There was one telling outlier in the data.
One female patient had an increased physical activity level during the study period in spite of our instructions. However, her increase in physical activity was no more than one hour of walking per day, four days a week. She had implemented an 11%-carbohydrate diet without any anti-diabetic drug, and her HbA1c level decreased from 14.4% at baseline to 6.1% after 3 months and had been maintained at 5.5% after 6 months.
The paper presents the following lines of evidence for the claim,
Here we propose that glucagon excess, rather than insulin deficiency, is the sine qua non of diabetes. We base this on the following evidence:
(a) glucagon increases hepatic glucose and ketone production, catabolic features present in insulin deficiency;
(b) hyperglucagonemia is present in every form of poorly controlled diabetes;
(c) the glucagon suppressors leptin and somatostatin suppress all catabolic manifestations of diabetes during total insulin deficiency;
(d) total β cell destruction in glucagon receptor-null mice does not cause diabetes; and (e) perfusion of normal pancreas with anti-insulin serum causes marked hyperglucagonemia.

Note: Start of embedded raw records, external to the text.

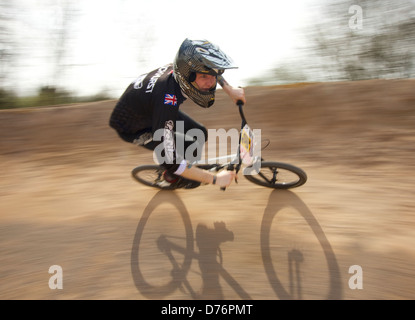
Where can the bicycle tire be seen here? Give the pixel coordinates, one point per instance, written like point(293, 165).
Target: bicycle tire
point(276, 175)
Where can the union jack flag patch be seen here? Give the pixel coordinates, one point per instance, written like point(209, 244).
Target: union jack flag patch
point(170, 99)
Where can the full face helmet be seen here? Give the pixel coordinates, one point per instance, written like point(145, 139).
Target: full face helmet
point(199, 56)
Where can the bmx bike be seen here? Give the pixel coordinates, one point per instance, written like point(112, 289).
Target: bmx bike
point(270, 174)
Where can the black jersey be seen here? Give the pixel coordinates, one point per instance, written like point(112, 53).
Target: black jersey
point(149, 104)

The insight that this may not be as much an insulin issue as a glucagon issue is a powerful one which may have application with medications to control Type 2 Diabetes. If giving exogenous insulin produces problems with Insulin Resistance, giving a medication which causes the body to produce less glucagon may have an opposite effect. It may be possible to develop a medication which downregulates glucagon indefinitely.
Here is a nice paper from 2009 on mice fed an ad libitum ketogenic diet (Kennedy AR, Pissios P, Otu H, Roberson R, Xue B, Asakura K, Furukawa N, Marino FE, Liu FF, Kahn BB, Libermann TA, Maratos-Flier E. A high-fat, ketogenic diet induces a unique metabolic state in mice. Am J Physiol Endocrinol Metab. 2007 Jun;292(6):E1724-39. Epub 2007 Feb 13).
The study looked at:
C57BL/6 mice animals were fed one of four diets:
2) a commonly used obesogenic high-fat, high-sucrose diet (HF);
3) 66% caloric restriction (CR); and
4) control chow (C).
Calories were the same but weight was lower on the ketogenic diet.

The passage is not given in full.